Another 1800s dragon tale, this time from Pennsylvania, supposedly occured at a country schoolhouse in Jenner Township (Somerset County). William Johnson and others swore that they had seen a monstrous serpent coiled around a schoolhouse built at the crossroads there, always at night and on the nights of a new moon. Only one coil of this serpent was seen - never a head nor tail. Apparently, anyone who trod on the serpent (not everyone could see it) was hurled to the ground.
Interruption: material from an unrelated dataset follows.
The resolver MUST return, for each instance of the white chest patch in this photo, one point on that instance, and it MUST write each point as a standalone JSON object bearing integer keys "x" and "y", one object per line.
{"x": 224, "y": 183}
Tuesday, September 8, 2009

The story of the Snallygaster

The Blue Ridge Mountains are home to Maryland's own version of the more famous Jersey Devil, the Snallygaster (derived from the German schnellegeist or 'fast spirit'). The Snallygaster was first sighted in 1909, during the major 'flap' of sightings of its New Jersey cousin, although traditions of it reputedly dated back much further. The creature was winged, beaked and clawed. A James Harding saw the creature, and claimed it had one eye and the features of a tiger and a vampire. In 1932, George Danforth and Charles Cushwa, two revenue agents, saw the beast lying dead in a moonshine still. Its body was destroyed. Perhaps its fate - drowned in homemade whiskey - was an indicator of the whole story's origin.

Sunday, September 6, 2009

The transparent thing

The Paranormal News reports that in August of 2009, near Route 15 in Mechanicsburg, Pennsylvania, a strange humanoid apparition was seen. The creature descended from a tree and ran across the witness' yard. It was about three feet tall, with skinny legs and bird-like feet. The witness described the creature as nearly transparent in appearance.